The extreme nature of these charges suggests they are exaggerated. Rather than an accurate account of the disagreement between the rival groups, this text is a polemical caricature of the opponents.
Despite these harsh criticisms, the conflict depicted in the text is likely between two groups who worshiped the same God and shared many beliefs and practices. Intra-religious schisms often prove more bitter than those between different religious traditions. In our era of extreme divisiveness, in which denominations split over views of sexual ethics and churches are polarized over political affiliation, it’s important to think carefully about how we describe other believers with whom we disagree. There may be occasions where the kind of hyperbole used in this text may be appropriate. At the same time, other biblical texts—not least the commandment against false witness (Exodus 20:16)—caution against wholesale adoption of the rhetorical strategies of Isaiah 65.
Humility and self-critique
Along with accusations of illicit religious practices, verse 5 depicts the rival group saying, “Keep to yourself; do not come near to me, for I am too holy for you.” They have deemed anyone who disagrees with them to be religiously inferior, and they will no longer associate with them. This experience of being excluded would have been painful for the group who produced this text, which may partly explain their bitterness toward their rivals.
As religious conflicts escalate, one or both sides may claim to be the only true believers. Those who disagree are not only wrong, but dangerous. Different viewpoints on biblical interpretation may lead to accusations of rejecting biblical authority altogether. People on opposite sides of a disputed ethical question may write off their challengers as depraved. This is not to say that theological or ethical differences are unimportant. Far from it—such differences may have significant impact. But it is rarely helpful to believe that one side alone has a monopoly on truth, or to refuse to accept that the other side is acting in good faith. This attitude destroys community and prevents the growth that can come through open expression of disagreement.
In particular, an exclusive belief in our own correctness discourages introspection and self-critique. Alongside their blistering critiques of their rivals, the community behind Third Isaiah retained the capacity to recognize their own shortcomings. In Isaiah 58:2–14, God addresses worshipers whose ritual practices are correct, but are not accompanied by concern for the vulnerable and oppressed. This text is a model for critical self-examination. Prophetic critique that only addresses others’ moral failings, and never one’s own, is highly suspect.
Judgment and mercy
At the beginning of the text, God goes to great lengths to establish a relationship with the rival group, despite their rejection: “I said, ‘Here I am, here I am.’… I held out my hands all day long” (verses 1-2). In verses 6–7, that openness gives way to threats of punishment: “I will not keep silent, but I will repay.” Then that declaration is tempered in verses 8–9, when God resolves “for my servants’ sake … not [to] destroy them all.” This movement between mercy and judgment threatens to leave the reader with whiplash, but this tension lies at the very heart of the portrayal of God in the Bible (For example, Exodus 34:6–7; Hosea 11:8–9; Isaiah 54:8).

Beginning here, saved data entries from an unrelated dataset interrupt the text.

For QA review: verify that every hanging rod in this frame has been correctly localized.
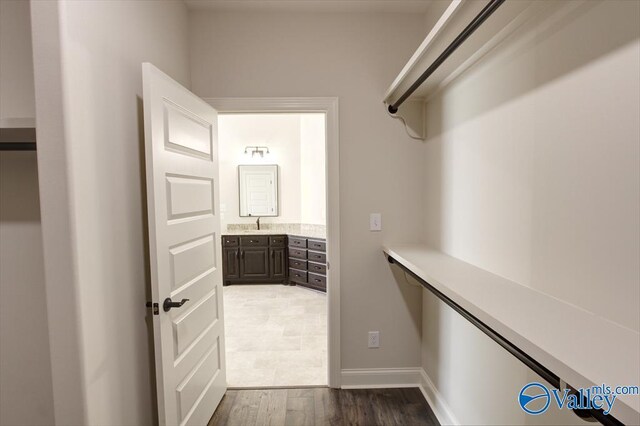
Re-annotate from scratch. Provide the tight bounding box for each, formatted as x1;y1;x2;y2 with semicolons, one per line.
0;142;36;151
387;254;624;426
388;0;506;114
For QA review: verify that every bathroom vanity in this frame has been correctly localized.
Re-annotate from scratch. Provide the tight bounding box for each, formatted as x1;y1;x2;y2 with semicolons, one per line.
223;163;327;291
221;232;327;292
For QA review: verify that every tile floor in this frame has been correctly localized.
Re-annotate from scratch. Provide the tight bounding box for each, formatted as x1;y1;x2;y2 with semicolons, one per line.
223;284;327;387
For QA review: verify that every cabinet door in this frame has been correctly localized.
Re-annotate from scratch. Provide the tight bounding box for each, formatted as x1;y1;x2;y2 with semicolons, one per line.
270;248;286;280
240;247;270;280
223;248;240;280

In verse 8, God explains the change of mind by comparing the post-exilic community to a cluster of grapes. Some grapes may be rotten, but destroying the cluster would mean losing the wine that the good grapes could yet produce. It’s similar logic to Jesus’ parable of the wheat and weeds in Matthew 13:24–30. This rejection of vengeance, even if only temporary, suggests a better way for dealing with intra-religious disagreement. Putting aside escalating rhetoric and exclusionary practices, we should accept that we’re all part of the same community. However much we may wish it, God isn’t likely to vindicate us by punishing our rivals. We may never know who is right or wrong on this side of heaven. In the meantime, we should recommit ourselves to the hard work of living together, and never give up hope for the possibility of reconciliation.